Tras casi dos décadas de habitar un inmueble en el Centro Histórico, 38 familias lograron evitar un desalojo inminente al ser incorporadas a un proyecto de vivienda digna impulsado por el Gobierno de la Ciudad de México, el cual contempla la entrega de nuevas unidades habitacionales en un plazo aproximado de un año.

El caso, ubicado en República de Cuba 11, se ha convertido en un ejemplo concreto de la disputa por el derecho a la vivienda en zonas centrales de alta presión inmobiliaria. Durante años, las familias denunciaron intentos de desalojo —algunos calificados como irregulares— en un contexto marcado por procesos de gentrificación y encarecimiento del suelo urbano en el Centro Histórico.

De acuerdo con testimonios de los habitantes y reportes de organizaciones civiles, desalojos previos en la zona se habrían ejecutado sin garantías procesales claras, afectando a inquilinos con años de residencia comprobable y pagos regulares de renta. Este patrón ha sido señalado como parte de una tendencia más amplia de desplazamiento de poblaciones de bajos ingresos hacia la periferia de la ciudad.

En respuesta, el Gobierno de la Ciudad de México ha reforzado durante 2026 su política de vivienda social en áreas centrales, mediante programas orientados a preservar el arraigo comunitario y evitar la expulsión de habitantes históricos. Entre ellos, destaca la intervención en predios como República de Cuba 11, donde se prevé la construcción o rehabilitación de unidades habitacionales destinadas a los actuales ocupantes.

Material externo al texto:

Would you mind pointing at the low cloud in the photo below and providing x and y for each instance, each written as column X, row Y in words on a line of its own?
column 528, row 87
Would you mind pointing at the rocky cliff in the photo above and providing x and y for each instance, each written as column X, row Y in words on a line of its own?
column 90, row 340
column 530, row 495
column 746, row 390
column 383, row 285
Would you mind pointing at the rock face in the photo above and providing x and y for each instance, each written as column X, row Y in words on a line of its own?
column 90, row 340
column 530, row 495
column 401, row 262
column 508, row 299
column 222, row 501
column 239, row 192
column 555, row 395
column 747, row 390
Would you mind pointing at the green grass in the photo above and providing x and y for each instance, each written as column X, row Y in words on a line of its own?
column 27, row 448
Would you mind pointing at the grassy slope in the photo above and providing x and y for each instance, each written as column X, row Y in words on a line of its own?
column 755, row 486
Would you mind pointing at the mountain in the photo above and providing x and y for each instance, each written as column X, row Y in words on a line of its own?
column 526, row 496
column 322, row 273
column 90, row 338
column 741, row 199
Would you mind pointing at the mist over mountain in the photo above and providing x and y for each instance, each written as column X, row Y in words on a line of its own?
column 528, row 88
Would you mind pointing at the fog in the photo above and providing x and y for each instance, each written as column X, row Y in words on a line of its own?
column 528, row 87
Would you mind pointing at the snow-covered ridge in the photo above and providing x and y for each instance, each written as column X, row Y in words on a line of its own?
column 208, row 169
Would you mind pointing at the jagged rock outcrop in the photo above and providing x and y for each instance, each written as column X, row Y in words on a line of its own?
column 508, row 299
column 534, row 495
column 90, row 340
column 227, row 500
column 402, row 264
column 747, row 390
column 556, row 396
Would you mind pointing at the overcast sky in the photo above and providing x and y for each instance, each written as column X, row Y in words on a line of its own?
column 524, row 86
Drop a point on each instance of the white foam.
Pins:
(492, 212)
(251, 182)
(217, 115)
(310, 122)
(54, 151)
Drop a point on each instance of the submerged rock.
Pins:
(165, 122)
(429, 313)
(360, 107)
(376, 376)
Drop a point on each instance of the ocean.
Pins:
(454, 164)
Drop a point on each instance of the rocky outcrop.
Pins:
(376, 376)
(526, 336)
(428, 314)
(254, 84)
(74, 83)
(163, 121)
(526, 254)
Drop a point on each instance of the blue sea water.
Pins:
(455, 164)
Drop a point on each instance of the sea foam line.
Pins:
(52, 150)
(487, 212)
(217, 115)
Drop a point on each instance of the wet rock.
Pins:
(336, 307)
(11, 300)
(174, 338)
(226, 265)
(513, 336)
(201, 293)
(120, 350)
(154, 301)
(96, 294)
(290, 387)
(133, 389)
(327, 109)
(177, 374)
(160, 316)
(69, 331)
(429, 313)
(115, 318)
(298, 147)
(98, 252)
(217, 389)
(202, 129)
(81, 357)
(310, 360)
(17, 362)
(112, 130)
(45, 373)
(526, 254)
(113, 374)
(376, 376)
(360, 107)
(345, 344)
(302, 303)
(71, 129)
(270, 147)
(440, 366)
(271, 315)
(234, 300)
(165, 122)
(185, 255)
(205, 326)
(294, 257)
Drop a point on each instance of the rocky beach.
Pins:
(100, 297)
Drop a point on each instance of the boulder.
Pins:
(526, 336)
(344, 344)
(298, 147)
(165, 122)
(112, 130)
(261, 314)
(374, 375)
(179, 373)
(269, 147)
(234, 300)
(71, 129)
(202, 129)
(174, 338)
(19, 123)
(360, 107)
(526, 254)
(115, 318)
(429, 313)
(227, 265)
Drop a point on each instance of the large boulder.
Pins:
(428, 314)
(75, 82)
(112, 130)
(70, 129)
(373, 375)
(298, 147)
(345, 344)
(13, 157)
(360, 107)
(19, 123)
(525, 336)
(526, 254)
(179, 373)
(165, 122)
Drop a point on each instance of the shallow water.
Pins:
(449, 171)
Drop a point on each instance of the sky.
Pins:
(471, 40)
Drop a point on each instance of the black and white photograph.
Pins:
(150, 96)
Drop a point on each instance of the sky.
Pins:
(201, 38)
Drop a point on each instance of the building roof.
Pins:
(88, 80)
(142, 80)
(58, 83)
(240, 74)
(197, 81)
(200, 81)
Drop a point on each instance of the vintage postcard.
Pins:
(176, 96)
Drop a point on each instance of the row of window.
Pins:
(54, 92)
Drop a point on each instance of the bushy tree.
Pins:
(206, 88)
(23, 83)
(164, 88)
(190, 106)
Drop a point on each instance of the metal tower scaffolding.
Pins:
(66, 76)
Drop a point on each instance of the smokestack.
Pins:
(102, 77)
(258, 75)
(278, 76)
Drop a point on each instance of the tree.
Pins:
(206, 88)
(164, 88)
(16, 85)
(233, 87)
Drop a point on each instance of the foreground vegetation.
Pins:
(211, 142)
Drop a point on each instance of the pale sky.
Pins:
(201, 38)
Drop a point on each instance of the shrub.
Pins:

Según información de la Secretaría de Desarrollo Urbano y Vivienda, el proyecto contempla viviendas de carácter social con criterios de asequibilidad, así como espacios que permitan la integración de actividades productivas dentro del mismo entorno habitacional, una medida orientada a fortalecer la economía familiar.

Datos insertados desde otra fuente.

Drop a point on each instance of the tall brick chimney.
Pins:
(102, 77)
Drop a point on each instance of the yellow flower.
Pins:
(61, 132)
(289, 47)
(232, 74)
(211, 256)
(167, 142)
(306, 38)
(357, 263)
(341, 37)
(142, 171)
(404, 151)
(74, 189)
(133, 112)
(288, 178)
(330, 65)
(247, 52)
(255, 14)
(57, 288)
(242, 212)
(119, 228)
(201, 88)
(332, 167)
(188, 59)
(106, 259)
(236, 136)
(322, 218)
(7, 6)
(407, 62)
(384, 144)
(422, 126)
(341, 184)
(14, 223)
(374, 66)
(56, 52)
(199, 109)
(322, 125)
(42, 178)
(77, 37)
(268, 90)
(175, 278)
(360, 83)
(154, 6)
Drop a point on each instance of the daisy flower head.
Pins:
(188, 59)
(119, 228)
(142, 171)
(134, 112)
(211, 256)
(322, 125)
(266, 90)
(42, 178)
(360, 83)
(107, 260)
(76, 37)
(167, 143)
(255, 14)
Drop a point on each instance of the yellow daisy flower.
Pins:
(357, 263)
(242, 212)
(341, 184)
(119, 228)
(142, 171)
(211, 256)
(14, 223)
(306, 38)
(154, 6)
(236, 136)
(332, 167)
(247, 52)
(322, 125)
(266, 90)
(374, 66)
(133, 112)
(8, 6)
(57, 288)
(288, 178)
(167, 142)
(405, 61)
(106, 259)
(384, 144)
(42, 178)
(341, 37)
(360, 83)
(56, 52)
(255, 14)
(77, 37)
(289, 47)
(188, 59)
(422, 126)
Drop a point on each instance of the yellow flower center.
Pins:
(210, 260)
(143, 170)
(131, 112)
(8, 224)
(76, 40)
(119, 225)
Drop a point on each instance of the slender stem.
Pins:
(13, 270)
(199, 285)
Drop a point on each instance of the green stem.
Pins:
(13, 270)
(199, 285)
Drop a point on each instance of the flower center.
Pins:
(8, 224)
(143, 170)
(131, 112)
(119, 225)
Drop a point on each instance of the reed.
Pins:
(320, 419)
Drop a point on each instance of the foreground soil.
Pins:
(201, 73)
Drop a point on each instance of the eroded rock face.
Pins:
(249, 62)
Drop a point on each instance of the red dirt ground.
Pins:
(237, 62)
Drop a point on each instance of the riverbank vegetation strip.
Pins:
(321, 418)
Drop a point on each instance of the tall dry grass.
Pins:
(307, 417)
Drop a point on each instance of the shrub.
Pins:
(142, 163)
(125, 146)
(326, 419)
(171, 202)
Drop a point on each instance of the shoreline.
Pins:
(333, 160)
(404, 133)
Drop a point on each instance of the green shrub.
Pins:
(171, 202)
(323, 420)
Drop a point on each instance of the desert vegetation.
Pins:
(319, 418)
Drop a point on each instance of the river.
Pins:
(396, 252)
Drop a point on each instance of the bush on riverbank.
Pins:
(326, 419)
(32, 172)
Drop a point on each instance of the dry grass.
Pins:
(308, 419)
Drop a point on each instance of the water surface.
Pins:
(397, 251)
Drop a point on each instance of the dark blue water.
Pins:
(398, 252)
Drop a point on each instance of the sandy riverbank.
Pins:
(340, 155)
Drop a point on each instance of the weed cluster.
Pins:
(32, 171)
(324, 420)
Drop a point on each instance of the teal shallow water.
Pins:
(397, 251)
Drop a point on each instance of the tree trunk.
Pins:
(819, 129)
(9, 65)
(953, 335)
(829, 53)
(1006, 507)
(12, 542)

Asimismo, las nuevas unidades incorporarán elementos de sostenibilidad, como sistemas de captación de agua pluvial y paneles solares, en línea con los estándares de eficiencia energética promovidos por la Instituto de Vivienda de la Ciudad de México. Estas características buscan no solo reducir costos a largo plazo para los beneficiarios, sino también contribuir a un modelo urbano más resiliente.

El proyecto forma parte de un programa más amplio que, de acuerdo con cifras oficiales, incluye la construcción y rehabilitación de cientos de viviendas en el Centro Histórico durante 2026, como parte de una meta mayor de varios miles de unidades en toda la capital. No obstante, especialistas en política urbana advierten que estos esfuerzos aún resultan insuficientes frente a la magnitud del fenómeno de gentrificación.

Aunque la incorporación de estas 38 familias representa un avance significativo en la defensa del derecho a la vivienda, el caso evidencia las tensiones persistentes entre desarrollo inmobiliario y justicia social en la Ciudad de México. Organizaciones civiles han insistido en la necesidad de fortalecer los mecanismos legales que garanticen procesos transparentes y eviten desalojos arbitrarios.

El desenlace parcial de este conflicto abre una ventana de oportunidad para evaluar la efectividad de las políticas públicas en materia de vivienda digna, en un contexto donde el acceso equitativo al suelo urbano sigue siendo uno de los principales retos de gobernanza en la capital del país.